In electronics, a Q multiplier is a circuit added to a radio receiver to improve its selectivity and sensitivity. It is a regenerative amplifier adjusted to provide positive feedback within the receiver. This has the effect of narrowing the receiver's bandwidth, as if the Q factor of its tuned circuits had been increased. The Q multiplier was a common accessory in shortwave receivers of the vacuum tube era as either a factory installation or an add-on device. In use, the Q multiplier had to be adjusted to a point just short of oscillation to provide maximum sensitivity and rejection of interfering signals.

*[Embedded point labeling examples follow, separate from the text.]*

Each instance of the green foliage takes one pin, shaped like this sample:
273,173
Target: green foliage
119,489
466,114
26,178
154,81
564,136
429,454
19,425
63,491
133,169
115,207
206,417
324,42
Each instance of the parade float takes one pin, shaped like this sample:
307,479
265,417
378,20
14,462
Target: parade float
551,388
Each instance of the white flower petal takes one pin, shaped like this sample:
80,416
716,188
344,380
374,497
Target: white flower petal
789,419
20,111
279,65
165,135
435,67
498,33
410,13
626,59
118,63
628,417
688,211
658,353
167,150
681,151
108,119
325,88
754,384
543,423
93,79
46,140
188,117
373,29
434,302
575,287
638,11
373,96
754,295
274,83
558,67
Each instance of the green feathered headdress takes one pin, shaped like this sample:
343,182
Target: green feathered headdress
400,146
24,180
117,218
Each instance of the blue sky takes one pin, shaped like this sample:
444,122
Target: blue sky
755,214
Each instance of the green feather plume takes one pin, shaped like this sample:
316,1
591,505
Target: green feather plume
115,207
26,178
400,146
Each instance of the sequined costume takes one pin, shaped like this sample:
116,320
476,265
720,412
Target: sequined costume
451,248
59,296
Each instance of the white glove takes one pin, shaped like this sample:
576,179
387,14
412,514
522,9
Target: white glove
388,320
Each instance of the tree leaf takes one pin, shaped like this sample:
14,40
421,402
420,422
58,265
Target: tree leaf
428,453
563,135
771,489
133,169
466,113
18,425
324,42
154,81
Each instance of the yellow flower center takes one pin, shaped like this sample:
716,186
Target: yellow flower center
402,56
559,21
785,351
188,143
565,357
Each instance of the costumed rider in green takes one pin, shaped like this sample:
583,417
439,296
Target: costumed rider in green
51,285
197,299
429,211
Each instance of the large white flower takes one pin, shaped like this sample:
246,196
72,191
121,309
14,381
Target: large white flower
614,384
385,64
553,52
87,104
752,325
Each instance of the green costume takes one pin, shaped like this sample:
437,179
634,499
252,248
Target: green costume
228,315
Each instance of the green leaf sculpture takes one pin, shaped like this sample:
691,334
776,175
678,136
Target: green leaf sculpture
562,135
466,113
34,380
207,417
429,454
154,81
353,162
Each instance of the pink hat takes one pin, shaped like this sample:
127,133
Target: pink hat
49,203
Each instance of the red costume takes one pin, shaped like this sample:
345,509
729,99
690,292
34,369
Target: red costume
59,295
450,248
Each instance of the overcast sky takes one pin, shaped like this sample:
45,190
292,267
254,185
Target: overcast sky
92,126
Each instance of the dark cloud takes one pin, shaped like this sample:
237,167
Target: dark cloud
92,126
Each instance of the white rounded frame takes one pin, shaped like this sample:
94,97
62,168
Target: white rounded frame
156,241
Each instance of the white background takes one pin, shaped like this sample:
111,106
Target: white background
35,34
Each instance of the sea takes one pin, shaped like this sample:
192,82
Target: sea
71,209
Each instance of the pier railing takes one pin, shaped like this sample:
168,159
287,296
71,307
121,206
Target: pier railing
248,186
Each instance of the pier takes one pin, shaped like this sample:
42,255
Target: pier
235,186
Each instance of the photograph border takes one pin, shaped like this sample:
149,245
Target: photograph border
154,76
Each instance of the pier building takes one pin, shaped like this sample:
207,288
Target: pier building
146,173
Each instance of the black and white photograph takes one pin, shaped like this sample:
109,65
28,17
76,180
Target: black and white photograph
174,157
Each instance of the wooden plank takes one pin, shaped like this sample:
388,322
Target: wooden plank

A Q multiplier could also be adjusted to act as a notch filter, useful for reducing the interfering effect of signals on frequencies near to the desired signal. In some receiver designs, the Q multiplier was made to also serve as a beat frequency oscillator by adjusting it to oscillate. This could be used for reception of single sideband or Morse radiotelegraphy, but in that case the circuit no longer provided improved selectivity.

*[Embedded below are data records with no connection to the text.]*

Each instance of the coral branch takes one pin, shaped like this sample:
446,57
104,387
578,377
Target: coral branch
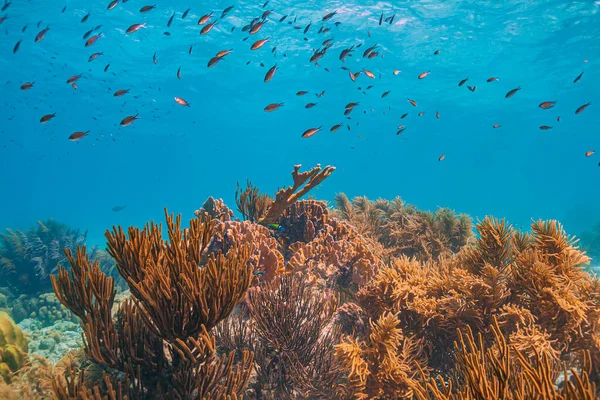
286,197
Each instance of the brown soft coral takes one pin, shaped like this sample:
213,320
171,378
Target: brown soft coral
401,229
502,372
160,344
532,283
384,365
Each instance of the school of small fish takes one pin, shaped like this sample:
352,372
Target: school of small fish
252,32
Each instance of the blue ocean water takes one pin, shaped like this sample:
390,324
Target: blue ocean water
176,156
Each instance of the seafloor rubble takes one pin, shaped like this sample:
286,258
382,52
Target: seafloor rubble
299,300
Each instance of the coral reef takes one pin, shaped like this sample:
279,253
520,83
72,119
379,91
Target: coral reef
532,283
590,242
292,340
396,228
13,347
54,341
370,300
44,308
160,345
503,372
28,258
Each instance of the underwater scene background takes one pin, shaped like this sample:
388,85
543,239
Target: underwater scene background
397,112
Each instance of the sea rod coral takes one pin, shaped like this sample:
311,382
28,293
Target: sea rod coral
160,345
532,284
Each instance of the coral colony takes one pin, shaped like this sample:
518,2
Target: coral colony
299,300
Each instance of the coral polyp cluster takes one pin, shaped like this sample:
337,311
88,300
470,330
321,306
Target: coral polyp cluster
369,300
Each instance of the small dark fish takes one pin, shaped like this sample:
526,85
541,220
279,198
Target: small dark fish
92,40
266,14
336,127
146,9
87,34
207,28
255,28
581,108
94,56
121,92
204,19
74,79
273,106
223,53
226,11
129,120
135,27
182,102
40,36
512,92
545,105
310,132
270,73
112,4
78,136
47,118
327,17
213,61
259,43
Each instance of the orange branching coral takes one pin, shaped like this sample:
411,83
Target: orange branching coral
385,365
252,204
294,348
403,230
532,283
503,372
303,183
215,209
160,345
264,254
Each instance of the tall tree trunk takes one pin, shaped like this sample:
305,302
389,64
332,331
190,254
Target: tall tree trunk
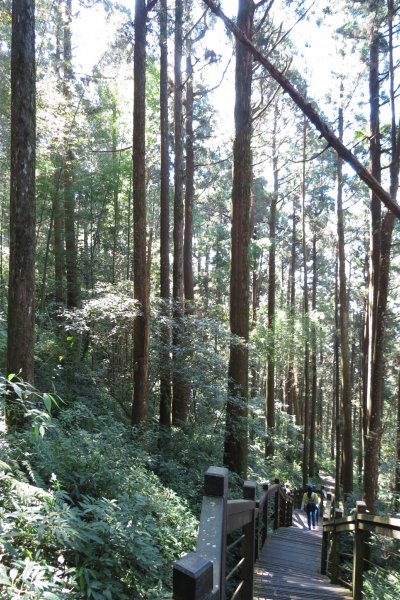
347,453
21,290
290,381
141,324
236,436
189,189
381,236
116,167
306,316
311,466
269,442
179,405
397,473
165,365
71,258
337,387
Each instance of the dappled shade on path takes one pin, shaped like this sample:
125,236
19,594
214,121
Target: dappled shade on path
289,566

The principle of regeneration applied to radio receivers was developed by Edwin Armstrong, who patented a regenerative receiver in 1914. At least one console-model broadcast superheterodyne receiver used positive feedback to improve selectivity in a 1926 design. Q-multipliers were common on shortwave general-coverage and communications receivers of the 1950s. With the advent of crystal and ceramic intermediate frequency filters, the Q-multiplier was no longer popular.